Il punto di partenza per preparare il mio laboratorio era di osservare l’interazione tra insegnante e studente/i, focalizzando l’attenzione sui meccanismi consci ed inconsci dell’insegnante.
Dopo aver scartato un po’ di idee avute in seguito alla visione di lezioni riprese con la videocamera, ho lavorato insieme a dei colleghi, che ringrazio pubblicamente per gli assennati consigli (un grazie particolare va all’insegnante che è stato il bersaglio della mia ricerca), e da questa collaborazione ha preso il via la preparazione del mio laboratorio.

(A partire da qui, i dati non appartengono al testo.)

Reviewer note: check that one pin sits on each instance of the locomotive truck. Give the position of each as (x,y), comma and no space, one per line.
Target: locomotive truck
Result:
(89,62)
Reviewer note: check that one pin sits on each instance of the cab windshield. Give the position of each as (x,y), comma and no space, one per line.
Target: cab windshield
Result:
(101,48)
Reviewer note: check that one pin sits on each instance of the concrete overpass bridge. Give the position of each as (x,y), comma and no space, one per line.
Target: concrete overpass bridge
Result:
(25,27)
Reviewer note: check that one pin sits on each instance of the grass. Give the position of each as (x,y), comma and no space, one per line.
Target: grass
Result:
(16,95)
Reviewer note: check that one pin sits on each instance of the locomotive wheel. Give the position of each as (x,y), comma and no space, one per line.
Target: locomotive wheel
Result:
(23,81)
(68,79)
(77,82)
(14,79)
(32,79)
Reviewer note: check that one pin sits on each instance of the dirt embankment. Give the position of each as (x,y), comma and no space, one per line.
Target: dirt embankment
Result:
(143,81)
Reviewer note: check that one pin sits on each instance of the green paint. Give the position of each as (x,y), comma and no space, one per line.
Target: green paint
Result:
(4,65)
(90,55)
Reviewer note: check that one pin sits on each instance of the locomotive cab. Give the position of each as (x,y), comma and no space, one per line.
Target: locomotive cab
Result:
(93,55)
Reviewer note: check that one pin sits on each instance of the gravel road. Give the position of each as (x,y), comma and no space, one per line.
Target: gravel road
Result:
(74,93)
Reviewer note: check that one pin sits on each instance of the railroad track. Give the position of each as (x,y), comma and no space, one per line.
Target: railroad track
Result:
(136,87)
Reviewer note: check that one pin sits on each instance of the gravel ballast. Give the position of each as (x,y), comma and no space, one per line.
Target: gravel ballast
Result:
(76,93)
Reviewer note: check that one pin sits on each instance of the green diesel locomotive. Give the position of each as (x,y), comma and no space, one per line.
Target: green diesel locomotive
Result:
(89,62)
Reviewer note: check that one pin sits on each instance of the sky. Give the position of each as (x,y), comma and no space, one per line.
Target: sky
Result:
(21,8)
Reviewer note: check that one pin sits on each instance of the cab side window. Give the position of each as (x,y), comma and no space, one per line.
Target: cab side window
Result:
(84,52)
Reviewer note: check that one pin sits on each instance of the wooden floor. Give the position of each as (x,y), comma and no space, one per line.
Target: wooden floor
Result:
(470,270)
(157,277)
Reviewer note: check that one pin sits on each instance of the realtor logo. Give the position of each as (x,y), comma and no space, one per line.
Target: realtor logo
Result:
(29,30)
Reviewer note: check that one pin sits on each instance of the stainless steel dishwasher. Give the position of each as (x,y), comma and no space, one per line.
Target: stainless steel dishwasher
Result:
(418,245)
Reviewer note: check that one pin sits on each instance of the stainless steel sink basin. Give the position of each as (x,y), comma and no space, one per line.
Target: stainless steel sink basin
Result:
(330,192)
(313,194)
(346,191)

Finalmente ho trovato un “piccolo fatto” che sembrava un ottimo spunto per la mia analisi. Avevo filmato con la videocamera l’attività detta Puzzle Linguistico in una classe al 2° livello, all’inizio della 2° settimana, quindi dopo 100 ore di lezione.

Il Puzzle linguistico

Vi spiego di cosa si tratta.
È un’attività di analisi della lingua parlata che viene fatta proponendo agli studenti di ascoltare e scrivere, contemporaneamente all’ascolto, e a mo’ di puzzle, una breve parte di una conversazione autentica. Dopo una fase di ripetute consultazioni, si passa all’ultima fase in cui interviene l’insegnante che, insieme alla classe, lavora per la soluzione di alcuni problemi elaborandoli alla lavagna.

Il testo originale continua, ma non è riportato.